Direktori Satu Tingkat
Ini adalah struktur direktori yang paling sederhana. Semua berkas disimpan di dalam direktori yang sama. Struktur ini tentunya memiliki kelemahan jika jumlah berkasnya bertambah banyak, karena tiap berkas mesti memiliki nama yang unik.Direktori Dua Tingkat
Kelemahan yang ada pada direktori tingkat satu dapat diatas pada sistem direktori dua tingkat. Caranya ialah dengan membuat direktori secara terpisah. Pada direktori tingkat dua, setiap pengguna memiliki direktori berkas sendiri (UFD). Setiap UFD memiliki struktur yang serupa, tapi hanya berisi berkas-berkas dari seorang pengguna.Ketika seorang pengguna login, master direktori berkas (MFD) dicari. Isi dari MFD adalah indeks dari nama pengguna atau nomor rekening, dan tiap entri menunjuk pada UFD untuk pengguna tersebut. Ketika seorang pengguna ingin mengakses suatu berkas, hanya UFD-nya sendiri yang diakses. Jadi pada setiap UFD yang berbeda, boleh terdapat nama berkas yang sama.

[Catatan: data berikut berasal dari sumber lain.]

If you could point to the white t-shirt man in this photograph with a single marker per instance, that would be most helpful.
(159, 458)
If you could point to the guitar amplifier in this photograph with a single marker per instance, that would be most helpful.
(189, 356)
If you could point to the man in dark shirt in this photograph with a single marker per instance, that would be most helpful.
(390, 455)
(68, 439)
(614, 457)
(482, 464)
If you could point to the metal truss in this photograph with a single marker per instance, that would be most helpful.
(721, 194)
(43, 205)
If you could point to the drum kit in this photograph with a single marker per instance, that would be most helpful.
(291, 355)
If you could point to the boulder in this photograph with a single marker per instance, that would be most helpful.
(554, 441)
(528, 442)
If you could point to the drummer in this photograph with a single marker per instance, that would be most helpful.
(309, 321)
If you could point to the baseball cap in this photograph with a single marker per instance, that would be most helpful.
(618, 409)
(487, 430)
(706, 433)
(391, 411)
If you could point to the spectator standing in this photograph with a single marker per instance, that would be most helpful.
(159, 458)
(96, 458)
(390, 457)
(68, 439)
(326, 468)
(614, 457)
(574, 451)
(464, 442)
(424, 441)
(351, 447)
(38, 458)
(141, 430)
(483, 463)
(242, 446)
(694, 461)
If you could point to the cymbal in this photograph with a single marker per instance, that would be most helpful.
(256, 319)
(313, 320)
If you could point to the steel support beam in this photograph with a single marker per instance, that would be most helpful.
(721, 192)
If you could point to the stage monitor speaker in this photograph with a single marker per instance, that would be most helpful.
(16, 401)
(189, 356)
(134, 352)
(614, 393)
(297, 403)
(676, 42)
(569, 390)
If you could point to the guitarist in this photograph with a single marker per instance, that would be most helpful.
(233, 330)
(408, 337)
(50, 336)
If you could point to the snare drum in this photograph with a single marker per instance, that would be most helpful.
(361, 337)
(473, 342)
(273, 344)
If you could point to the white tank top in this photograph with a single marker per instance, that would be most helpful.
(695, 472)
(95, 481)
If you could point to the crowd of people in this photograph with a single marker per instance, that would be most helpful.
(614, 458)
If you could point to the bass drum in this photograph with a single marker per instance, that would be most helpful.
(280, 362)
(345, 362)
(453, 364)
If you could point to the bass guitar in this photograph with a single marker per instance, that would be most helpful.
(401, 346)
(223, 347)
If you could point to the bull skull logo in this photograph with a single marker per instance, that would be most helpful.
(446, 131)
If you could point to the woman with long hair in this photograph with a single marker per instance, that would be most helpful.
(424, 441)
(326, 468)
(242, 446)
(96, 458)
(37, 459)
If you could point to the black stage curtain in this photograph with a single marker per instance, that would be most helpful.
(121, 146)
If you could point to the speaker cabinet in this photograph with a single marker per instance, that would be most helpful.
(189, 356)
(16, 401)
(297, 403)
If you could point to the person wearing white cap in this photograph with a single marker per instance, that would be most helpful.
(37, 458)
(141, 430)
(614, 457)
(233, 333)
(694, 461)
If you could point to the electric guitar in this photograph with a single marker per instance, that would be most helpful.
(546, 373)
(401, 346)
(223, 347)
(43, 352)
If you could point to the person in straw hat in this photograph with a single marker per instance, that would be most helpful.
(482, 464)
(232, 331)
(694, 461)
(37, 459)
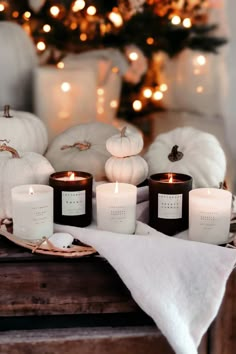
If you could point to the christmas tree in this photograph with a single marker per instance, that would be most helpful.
(59, 27)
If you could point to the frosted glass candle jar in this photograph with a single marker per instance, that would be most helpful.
(209, 215)
(116, 207)
(169, 201)
(72, 197)
(32, 211)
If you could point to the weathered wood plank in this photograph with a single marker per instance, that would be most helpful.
(123, 340)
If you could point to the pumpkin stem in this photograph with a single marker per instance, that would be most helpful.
(6, 113)
(81, 146)
(14, 153)
(122, 133)
(175, 155)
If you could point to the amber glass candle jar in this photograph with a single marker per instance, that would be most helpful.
(72, 197)
(169, 202)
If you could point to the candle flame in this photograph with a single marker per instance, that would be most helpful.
(170, 177)
(31, 190)
(116, 187)
(71, 176)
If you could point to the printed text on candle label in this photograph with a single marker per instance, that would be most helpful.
(73, 203)
(170, 206)
(118, 214)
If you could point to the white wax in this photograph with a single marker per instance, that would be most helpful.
(32, 213)
(116, 211)
(209, 215)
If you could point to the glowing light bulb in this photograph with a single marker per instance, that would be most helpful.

Direktori Dengan Struktur Tree
Struktur direktori dua tingkat bisa dikatakan sebagai pohon dua tingkat. Sebuah direktori dengan struktur pohon memiliki sejumlah berkas atau subdirektori lagi. Pada penggunaan yang normal setiap pengguna memiliki direktorinya sendiri-sendiri. Selain itu pengguna tersebut dapat memiliki subdirektori sendiri lagi.Dalam struktur ini dikenal dua istilah, yaitu path relatif dan path mutlak. Path relatif adalah path yang dimulai dari direktori yang aktif. Sedangkan path mutlak adalah path yang dimulai dari direktori akar.

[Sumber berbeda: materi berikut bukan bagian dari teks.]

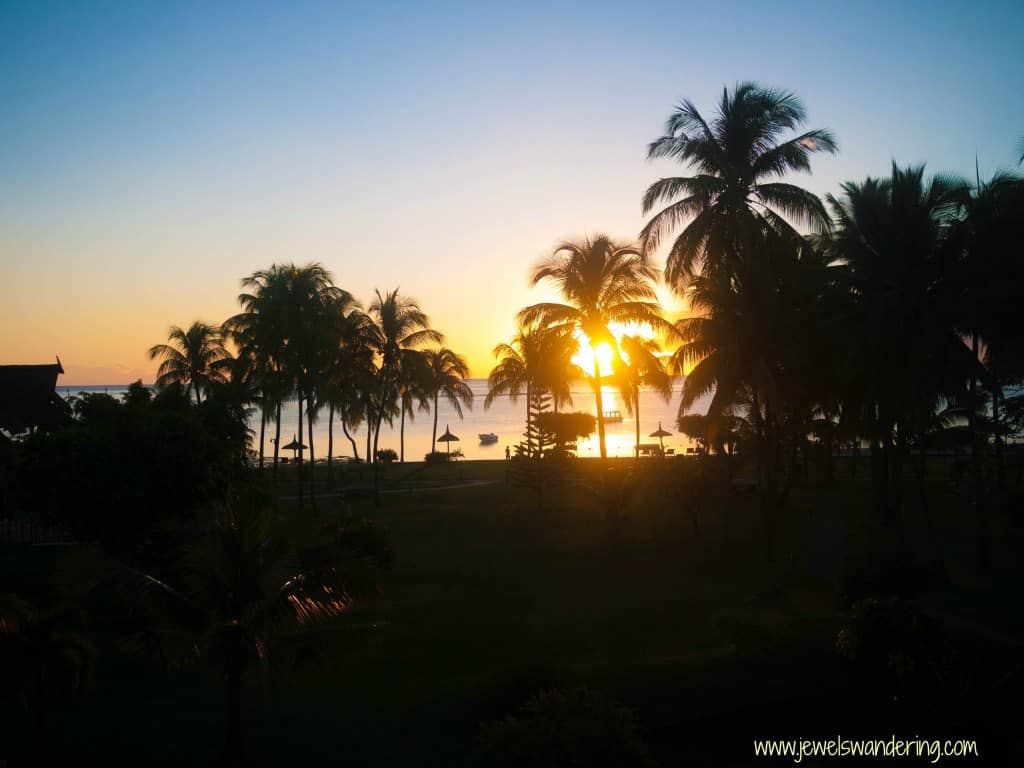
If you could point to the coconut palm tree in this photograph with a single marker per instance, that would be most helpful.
(195, 358)
(602, 282)
(536, 360)
(890, 237)
(243, 591)
(986, 282)
(446, 372)
(414, 390)
(348, 368)
(287, 310)
(641, 366)
(401, 326)
(735, 193)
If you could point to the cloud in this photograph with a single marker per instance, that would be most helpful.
(114, 374)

Direktori Dengan Struktur Acyclic-Graph
Jika ada sebuah berkas yang ingin diakses oleh dua pengguna atau lebih, maka struktur ini menyediakan fasilitas "sharing", yaitu penggunaan sebuah berkas secara bersama-sama. Hal ini tentunya berbeda dengan struktur pohon, dimana pada struktur tersebut penggunaan berkas atau direktori secara bersama-sama dilarang. Pada struktur "Acyclic-Graph", penggunaan berkas atau direktori secara bersama-sama diperbolehkan. Tapi pada umumnya struktur ini mirip dengan struktur pohon.Direktori Dengan Struktur Graph
Masalah yang sangat utama pada struktur direktori "Acyclic-Graph" adalah kemampuan untuk memastikan tidak-adanya siklus. Jika pada struktur 2 tingkat direktori, seorang pengguna dapat membuat subdirektori, maka akan kita dapatkan direktori dengan struktur pohon. Sangatlah mudah untuk tetap mempertahankan sifat pohon setiap kali ada penambahan berkas atau subdirektori pada direktori dengan struktur pohon. Tapi jika kita menambahkan sambungan pada direktori dengan struktur pohon, maka akan kita dapatkan direktori dengan struktur graph sederhana.Proses pencarian pada direktori dengan struktur "Acyclic-Graph", apabila tidak ditangani dengan baik (algoritma tidak bagus) dapat menyebabkan proses pencarian yang berulang dan menghabiskan banyak waktu. Oleh karena itu, diperlukan skema pengumpulan sampah ("garbage-collection scheme"). Skema ini menyangkut memeriksa seluruh sistem berkas dengan menandai tiap berkas yang dapat diakses. Kemudian mengumpulkan apa pun yang tidak ditandai sebagai tempat kosong. Hal ini tentunya dapat menghabiskan banyak waktu.